- Directed by: Ty Flowers
- Produced by: Ty Flowers, Charles Flowers
- Cinematography: Ty Flowers, Connor Kammerer
- Edited by: Ty Flowers
- Music by: Ty Flowers, Phil Nicolazzo
- Production company: Tanman Films
- Distributed by: Indie Rights (USA)
- Release dates: September 27, 2015 (U.S. Film Festival); January 9, 2018;
- Running time: 54 minutes
- Country: United States
- Language: English

= Time Simply Passes =

2015 documentary film by Ty Flowers

Time Simply Passes is a 2015 US documentary film chronicling the life and wrongful conviction of James Joseph Richardson. It details the circumstances leading to his 1967 arrest for the poisoning deaths of his seven children in Arcadia, Florida, his twenty-one years spent in prison, his miraculous release in 1989 upon the discovery of hidden evidence, and the twenty-five years he spent following his release attempting to obtain compensation from the State of Florida. It features exclusive interviews with Barry Scheck, Don Horn, Peter Gallagher, Geraldine Thompson, Tim Edman, and James Joseph Richardson. The film is directed and produced by Ty Flowers, who worked with his father, Charles Flowers, a journalist who helped free James through his work on the case in the 1980s. It was acquired by Indie Rights and released on digital platforms in January 2018.

==Synopsis==
On October 25, 1967, the seven Richardson children, ranging in age from two to eight, consumed food poisoned with parathion in Arcadia, Florida. The night before, Annie Mae Richardson, James' wife, had prepared a lunch of beans, rice, and grits for the children. The meal was placed in a locked refrigerator overnight. In the morning the Richardsons left to work at the orange groves 16 miles away. A neighbor, Betsy Reece, was delegated to take care of the children while their parents were at work. James was tried and convicted of the murder on May 27, 1968 and sentenced to death.

In 1988 Reese, suffering from Alzheimer's disease and in a nursing home in Arcadia, had reportedly confessed to the murders more than 100 times, but her confessions were not taken seriously because of her condition. Also, the last surviving witness to Richardson’s alleged jail-cell confession recanted his testimony to state legislators, saying that he had been offered a lighter sentence in return for the testimony. James was released from prison on October 25, 1989 after a new hearing was held. James fought the State of Florida in court for compensation until a new bill was passed to award him $1.2 million in 2014.

==Awards==
- 2015: Full Bloom Film Festival, Official Selection. Award for Best Feature Documentary.
- 2015: Fort Lauderdale International Film Festival, Official Selection
- 2015: Tampa Bay Underground Film Festival, Award for Best Feature Documentary
- 2016: Thessaloniki Documentary Festival, Official Selection
- 2016: Tallgrass Film Festival, Official Selection. Audience Award for Best Documentary Film
- 2016: Black Harvest Film Festival, Official Selection
- 2017: Jaipur International Film Festival Golden Camel Award for Best Director.
- 2016: Verzio International Human Rights Film Festival, Official Selection
- 2016: Docuwest Film Festival, Award for Best Mid-Length Film

==Release==

Following a festival run with screenings and awards around the world, the film was acquired by Indie Rights and distributed digitally in 2018 via Amazon and other platforms.

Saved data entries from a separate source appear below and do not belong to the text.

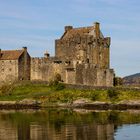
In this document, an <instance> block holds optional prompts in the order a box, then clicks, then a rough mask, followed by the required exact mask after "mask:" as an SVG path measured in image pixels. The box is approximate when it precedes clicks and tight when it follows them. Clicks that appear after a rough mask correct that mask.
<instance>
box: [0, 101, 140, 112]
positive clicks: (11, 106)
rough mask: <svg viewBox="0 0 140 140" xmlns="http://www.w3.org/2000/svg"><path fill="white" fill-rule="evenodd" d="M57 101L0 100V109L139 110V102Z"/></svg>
mask: <svg viewBox="0 0 140 140" xmlns="http://www.w3.org/2000/svg"><path fill="white" fill-rule="evenodd" d="M135 102H136V103H129V102H128V103H117V104H114V103H107V102H93V103H74V104H68V103H57V104H52V103H51V104H47V105H42V104H41V103H17V102H15V101H0V110H3V109H5V110H12V109H15V110H22V109H47V108H66V109H86V110H129V109H131V110H140V103H137V101H135Z"/></svg>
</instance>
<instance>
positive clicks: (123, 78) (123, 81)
mask: <svg viewBox="0 0 140 140" xmlns="http://www.w3.org/2000/svg"><path fill="white" fill-rule="evenodd" d="M123 83H124V84H125V85H140V73H136V74H133V75H129V76H126V77H124V78H123Z"/></svg>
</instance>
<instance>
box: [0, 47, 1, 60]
mask: <svg viewBox="0 0 140 140" xmlns="http://www.w3.org/2000/svg"><path fill="white" fill-rule="evenodd" d="M0 58H1V49H0Z"/></svg>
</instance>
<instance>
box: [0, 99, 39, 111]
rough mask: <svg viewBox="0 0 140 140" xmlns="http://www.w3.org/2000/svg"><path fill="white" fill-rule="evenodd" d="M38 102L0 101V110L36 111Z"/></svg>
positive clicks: (37, 105)
mask: <svg viewBox="0 0 140 140" xmlns="http://www.w3.org/2000/svg"><path fill="white" fill-rule="evenodd" d="M40 104H41V103H40V102H38V101H35V100H28V99H25V100H22V101H0V109H7V110H10V109H38V108H40Z"/></svg>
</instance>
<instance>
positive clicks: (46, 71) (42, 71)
mask: <svg viewBox="0 0 140 140" xmlns="http://www.w3.org/2000/svg"><path fill="white" fill-rule="evenodd" d="M56 74H60V75H61V79H62V81H66V71H65V65H64V64H62V63H54V62H51V63H50V62H48V61H47V60H45V58H32V59H31V80H42V81H50V80H53V79H54V78H55V75H56Z"/></svg>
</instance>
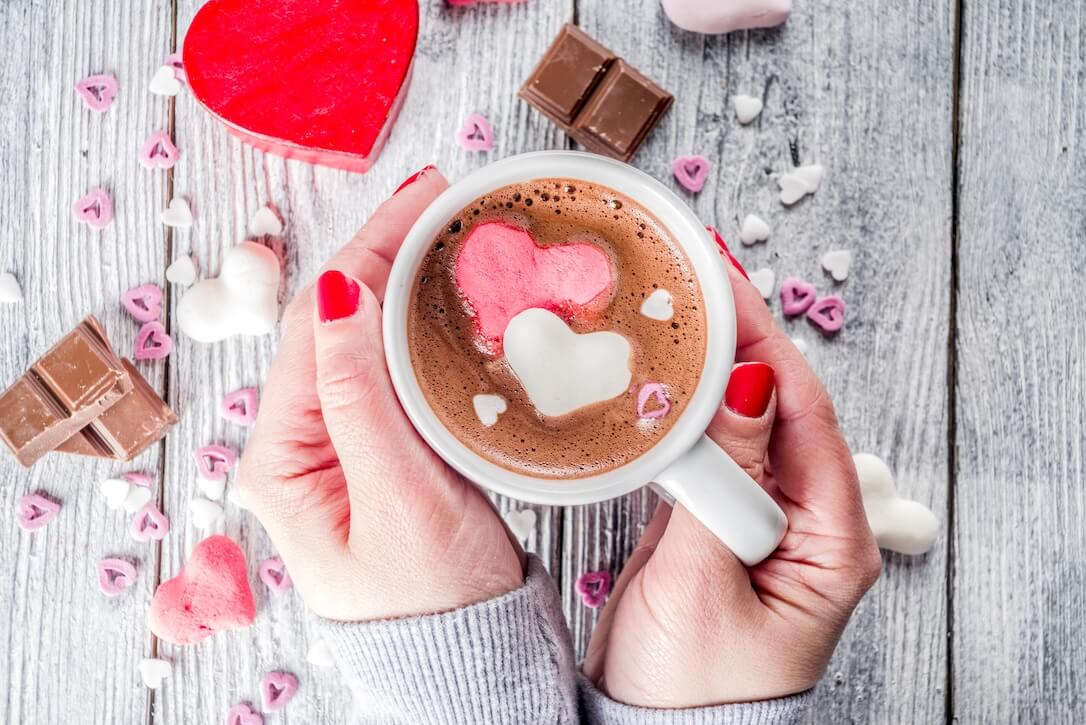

In February 2018 the film was shown several times in Arcadia, FL as part of a 50th anniversary remembrance ceremony honoring the victims of the poisoning that led to the imprisonment of James Richardson, and was received warmly by the town.

==Critical reception==
The film received positive reviews.

"Sometimes a documentary can tell such compelling story that from the first minute you can’t help but jump onboard and root for the underdog... It's a lesson we shouldn’t forget, and one whose timing couldn’t be better. 9/10"
-Paul Percellin, Filmthreat

"The few glimmers of hope here come from those who have aided him over the years, but in the end we're left with the image of an 80-year-old man in failing health whose life was ruined for no good reason."
-Dmitry Samarov, Chicago Reader

"And through its own history, the American legal system is revealed in all its weakness. An exciting story that has not yet reached its finale, even though we probably know how it will end. The way has not been found institutionally, but even the effort has not begun."